Comment on US slows plans to retire coal plants because of AI power usage
poVoq@slrpnk.net 3 months agoBattery technology is an extremely well developed field with already existing and currently under construction large production facilities. Battery degradation is also much less on an issue with stationary installations, both due to how they can distribute the load to avoid deep discharging and due to the fact that some drop in total capacity is less relevant. Furthermore, redox-flow batteries basically do not have this issue.
Its pointless to argue what-ifs, when renewables combined with grid level battery storage is the cheaper and more easily scalable solution. Nuclear is an outdated relic of the past, just let it die.
stoy@lemmy.zip 3 months ago
Untill I am satisfied that the new grid can deal with baseload I will not stop talking about nuclear power.
poVoq@slrpnk.net 3 months ago
Nuclear power in its current form is actively detrimental to grid stability, as it is produced in a few central locations and can not be realistically up and down regulated.

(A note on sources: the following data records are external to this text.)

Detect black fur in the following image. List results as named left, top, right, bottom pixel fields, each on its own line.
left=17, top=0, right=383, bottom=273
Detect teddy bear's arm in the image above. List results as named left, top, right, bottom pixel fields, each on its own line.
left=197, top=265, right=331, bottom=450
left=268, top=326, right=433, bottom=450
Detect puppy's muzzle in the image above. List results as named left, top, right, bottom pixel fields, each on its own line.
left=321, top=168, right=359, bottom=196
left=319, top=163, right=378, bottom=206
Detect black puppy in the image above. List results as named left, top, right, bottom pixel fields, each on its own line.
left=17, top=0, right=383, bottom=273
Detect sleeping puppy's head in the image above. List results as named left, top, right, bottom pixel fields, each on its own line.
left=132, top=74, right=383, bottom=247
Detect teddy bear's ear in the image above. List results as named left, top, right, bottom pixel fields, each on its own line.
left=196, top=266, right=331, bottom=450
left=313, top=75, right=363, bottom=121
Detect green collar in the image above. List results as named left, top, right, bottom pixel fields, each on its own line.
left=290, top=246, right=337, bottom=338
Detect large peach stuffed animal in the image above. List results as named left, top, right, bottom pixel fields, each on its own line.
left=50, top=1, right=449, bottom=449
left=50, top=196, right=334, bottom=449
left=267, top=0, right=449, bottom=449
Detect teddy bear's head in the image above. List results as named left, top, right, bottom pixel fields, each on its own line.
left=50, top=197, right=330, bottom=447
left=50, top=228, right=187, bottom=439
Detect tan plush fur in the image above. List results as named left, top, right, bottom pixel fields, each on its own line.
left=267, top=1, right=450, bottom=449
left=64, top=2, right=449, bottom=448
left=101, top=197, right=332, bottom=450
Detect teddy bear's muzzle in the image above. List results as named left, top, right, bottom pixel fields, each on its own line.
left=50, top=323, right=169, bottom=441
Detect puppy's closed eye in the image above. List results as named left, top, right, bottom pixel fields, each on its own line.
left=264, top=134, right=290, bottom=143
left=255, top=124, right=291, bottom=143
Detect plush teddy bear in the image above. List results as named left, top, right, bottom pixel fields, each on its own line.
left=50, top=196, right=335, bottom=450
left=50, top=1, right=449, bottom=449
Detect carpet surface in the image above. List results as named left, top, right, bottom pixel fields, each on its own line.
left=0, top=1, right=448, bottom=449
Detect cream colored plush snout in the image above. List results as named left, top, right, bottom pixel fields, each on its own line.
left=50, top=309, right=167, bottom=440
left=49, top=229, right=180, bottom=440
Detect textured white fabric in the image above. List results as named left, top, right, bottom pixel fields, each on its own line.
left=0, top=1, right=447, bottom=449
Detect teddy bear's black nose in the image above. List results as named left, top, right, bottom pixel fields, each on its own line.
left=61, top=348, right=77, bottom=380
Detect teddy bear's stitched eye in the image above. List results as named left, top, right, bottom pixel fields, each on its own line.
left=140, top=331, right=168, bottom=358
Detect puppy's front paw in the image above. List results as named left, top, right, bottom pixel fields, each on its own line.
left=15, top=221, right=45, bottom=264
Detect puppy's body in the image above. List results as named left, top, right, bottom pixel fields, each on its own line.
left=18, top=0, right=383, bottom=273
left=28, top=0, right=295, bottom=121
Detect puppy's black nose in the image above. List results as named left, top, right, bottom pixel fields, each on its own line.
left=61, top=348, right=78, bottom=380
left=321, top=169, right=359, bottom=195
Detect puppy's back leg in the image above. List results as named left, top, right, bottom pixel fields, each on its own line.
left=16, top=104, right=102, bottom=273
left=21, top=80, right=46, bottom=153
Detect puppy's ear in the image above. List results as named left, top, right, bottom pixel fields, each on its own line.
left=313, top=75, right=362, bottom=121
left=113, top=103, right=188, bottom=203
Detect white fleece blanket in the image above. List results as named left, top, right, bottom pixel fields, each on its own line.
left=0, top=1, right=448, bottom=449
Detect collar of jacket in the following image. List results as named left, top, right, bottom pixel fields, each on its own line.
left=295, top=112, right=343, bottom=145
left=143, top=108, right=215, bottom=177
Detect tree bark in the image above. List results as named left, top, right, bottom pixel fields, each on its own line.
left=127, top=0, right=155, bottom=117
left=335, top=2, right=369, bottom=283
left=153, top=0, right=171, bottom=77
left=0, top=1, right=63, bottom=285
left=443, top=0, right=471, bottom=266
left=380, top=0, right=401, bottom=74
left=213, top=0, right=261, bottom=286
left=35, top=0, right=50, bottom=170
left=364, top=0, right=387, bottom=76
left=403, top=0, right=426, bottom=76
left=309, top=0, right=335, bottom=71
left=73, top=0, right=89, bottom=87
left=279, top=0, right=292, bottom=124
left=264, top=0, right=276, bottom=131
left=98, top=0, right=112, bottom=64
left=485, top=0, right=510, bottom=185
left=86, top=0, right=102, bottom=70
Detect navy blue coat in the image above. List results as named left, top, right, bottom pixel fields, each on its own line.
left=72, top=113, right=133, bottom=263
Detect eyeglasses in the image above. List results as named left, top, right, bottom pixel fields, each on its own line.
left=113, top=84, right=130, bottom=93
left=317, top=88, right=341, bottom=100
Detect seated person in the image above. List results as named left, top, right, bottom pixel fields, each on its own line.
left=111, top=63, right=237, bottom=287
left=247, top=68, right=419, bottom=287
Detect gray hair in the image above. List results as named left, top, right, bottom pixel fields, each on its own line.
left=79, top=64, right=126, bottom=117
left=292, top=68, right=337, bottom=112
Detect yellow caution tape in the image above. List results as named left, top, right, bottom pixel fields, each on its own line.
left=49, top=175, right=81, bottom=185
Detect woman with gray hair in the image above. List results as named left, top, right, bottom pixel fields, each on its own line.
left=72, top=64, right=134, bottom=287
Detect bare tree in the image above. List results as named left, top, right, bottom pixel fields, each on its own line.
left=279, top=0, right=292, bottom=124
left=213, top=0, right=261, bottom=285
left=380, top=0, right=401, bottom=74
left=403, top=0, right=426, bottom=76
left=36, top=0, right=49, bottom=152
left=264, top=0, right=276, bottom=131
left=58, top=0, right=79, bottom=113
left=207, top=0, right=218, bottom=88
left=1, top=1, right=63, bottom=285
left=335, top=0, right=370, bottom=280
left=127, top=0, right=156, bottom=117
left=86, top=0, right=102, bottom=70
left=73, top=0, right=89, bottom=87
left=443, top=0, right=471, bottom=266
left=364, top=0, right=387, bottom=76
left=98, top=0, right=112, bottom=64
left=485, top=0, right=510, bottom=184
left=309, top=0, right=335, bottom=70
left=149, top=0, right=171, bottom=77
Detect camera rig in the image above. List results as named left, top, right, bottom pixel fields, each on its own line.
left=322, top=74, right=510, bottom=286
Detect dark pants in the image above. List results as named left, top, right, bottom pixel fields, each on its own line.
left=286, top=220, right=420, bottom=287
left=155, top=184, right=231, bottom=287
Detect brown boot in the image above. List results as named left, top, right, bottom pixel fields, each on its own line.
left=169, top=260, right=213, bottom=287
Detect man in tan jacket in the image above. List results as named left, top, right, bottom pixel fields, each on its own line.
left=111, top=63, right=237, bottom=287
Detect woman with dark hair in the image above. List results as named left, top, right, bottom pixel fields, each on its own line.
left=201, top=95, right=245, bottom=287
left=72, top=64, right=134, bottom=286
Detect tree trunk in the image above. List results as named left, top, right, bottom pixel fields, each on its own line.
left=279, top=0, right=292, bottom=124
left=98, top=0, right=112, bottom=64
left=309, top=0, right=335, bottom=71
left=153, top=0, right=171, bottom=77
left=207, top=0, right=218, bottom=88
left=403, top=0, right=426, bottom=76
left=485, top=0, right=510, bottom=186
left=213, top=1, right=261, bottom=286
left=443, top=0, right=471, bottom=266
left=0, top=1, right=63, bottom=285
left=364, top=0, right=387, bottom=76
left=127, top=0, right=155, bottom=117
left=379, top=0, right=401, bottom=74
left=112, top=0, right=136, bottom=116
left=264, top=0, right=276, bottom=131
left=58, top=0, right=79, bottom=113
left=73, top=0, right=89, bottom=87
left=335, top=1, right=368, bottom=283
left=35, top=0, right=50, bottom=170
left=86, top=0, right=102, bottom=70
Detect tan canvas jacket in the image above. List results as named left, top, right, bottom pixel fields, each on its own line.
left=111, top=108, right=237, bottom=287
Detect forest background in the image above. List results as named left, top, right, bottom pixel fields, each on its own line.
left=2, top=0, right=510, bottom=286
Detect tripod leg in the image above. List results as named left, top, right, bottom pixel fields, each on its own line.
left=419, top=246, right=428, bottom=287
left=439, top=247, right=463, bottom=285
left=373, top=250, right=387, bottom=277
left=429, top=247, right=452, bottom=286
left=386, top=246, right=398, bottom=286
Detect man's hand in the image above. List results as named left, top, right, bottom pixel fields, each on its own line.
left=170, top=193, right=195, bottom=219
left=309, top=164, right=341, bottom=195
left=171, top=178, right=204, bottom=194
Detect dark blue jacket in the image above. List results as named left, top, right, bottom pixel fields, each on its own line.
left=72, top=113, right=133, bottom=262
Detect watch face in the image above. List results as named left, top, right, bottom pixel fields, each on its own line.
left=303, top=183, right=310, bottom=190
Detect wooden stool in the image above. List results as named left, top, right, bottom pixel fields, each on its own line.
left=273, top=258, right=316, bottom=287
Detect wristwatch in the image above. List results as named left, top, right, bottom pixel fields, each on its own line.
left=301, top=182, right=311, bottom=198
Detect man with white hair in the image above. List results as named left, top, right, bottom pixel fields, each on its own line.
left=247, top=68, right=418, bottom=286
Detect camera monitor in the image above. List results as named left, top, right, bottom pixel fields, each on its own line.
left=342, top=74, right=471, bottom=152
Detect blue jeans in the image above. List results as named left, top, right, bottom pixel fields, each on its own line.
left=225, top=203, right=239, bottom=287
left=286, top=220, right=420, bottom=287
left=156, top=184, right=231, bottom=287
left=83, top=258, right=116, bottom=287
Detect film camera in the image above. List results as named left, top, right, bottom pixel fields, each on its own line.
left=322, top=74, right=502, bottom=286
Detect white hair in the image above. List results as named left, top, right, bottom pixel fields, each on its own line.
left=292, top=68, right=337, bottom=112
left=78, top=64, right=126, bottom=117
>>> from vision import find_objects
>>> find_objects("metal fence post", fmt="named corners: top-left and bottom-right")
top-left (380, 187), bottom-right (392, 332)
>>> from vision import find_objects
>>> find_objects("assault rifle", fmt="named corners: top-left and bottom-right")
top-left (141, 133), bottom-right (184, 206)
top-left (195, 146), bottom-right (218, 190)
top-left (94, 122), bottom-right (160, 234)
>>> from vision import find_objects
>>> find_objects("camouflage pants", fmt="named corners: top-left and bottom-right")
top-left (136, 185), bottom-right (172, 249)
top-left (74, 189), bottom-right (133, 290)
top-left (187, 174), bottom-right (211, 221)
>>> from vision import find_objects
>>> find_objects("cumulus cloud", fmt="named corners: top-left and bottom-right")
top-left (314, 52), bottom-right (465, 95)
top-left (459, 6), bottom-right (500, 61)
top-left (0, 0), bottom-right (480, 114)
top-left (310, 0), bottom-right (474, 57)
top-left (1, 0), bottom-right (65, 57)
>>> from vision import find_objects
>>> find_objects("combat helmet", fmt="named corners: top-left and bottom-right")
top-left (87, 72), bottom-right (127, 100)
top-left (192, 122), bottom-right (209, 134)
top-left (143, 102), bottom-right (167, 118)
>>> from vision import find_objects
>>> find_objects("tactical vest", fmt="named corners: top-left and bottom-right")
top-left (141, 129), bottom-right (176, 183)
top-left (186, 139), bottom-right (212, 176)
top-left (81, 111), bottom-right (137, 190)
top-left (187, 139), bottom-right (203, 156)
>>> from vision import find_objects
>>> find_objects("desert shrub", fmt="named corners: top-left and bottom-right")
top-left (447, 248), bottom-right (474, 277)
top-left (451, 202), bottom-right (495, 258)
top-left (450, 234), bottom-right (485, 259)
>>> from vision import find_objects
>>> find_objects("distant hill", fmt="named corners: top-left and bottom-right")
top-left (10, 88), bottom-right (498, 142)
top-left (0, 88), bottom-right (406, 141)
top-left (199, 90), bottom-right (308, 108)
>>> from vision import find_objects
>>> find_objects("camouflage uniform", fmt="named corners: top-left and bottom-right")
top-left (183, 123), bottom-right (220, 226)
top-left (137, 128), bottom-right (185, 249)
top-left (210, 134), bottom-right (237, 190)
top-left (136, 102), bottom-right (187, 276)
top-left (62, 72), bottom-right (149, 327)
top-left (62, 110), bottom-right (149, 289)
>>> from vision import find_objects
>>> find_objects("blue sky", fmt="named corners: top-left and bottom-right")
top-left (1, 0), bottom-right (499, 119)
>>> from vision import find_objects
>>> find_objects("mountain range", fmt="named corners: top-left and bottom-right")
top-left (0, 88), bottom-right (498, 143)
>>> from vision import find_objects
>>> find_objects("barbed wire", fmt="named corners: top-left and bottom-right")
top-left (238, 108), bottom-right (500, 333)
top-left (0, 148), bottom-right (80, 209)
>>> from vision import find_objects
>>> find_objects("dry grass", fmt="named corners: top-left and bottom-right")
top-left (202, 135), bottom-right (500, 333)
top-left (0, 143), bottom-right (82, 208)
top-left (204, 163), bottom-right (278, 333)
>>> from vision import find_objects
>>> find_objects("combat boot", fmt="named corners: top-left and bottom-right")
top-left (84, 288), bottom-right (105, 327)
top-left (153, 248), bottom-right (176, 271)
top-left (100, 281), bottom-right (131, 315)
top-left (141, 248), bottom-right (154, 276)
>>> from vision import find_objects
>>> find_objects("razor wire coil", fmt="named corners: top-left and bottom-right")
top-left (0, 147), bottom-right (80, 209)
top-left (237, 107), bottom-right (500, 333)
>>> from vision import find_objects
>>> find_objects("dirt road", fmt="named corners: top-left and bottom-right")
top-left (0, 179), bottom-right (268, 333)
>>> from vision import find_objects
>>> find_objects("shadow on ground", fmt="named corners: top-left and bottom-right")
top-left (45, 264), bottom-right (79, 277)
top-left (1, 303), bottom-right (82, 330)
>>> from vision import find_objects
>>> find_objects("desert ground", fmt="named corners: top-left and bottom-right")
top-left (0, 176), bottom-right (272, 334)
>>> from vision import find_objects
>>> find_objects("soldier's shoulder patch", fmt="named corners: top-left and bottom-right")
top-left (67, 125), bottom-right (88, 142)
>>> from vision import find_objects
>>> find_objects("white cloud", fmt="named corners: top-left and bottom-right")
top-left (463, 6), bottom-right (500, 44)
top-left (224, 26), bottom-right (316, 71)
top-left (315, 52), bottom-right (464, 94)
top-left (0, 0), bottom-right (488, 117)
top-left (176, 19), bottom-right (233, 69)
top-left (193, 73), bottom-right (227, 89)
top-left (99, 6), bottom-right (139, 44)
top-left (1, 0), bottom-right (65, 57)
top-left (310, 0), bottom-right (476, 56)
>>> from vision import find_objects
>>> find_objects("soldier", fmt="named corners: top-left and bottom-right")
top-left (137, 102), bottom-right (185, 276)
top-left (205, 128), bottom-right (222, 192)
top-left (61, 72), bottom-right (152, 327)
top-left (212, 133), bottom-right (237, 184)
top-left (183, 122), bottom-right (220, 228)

The newly installed decentralised grid batteries in California have just proven that this model works much better.
d4f0@lemmy.world 3 months ago
New nuclear plants can be regulated without problems. Old nuclear plants weren’t designated that way, although they can be improved to be able to do it, but this isn’t usually done as old plants will most likely be shutdown in the short term and investors don’t want to spend any money in them.
poVoq@slrpnk.net 3 months ago
No, hypothetical new modular plants might be better at regulation, but the recently build and still under construction ones are not.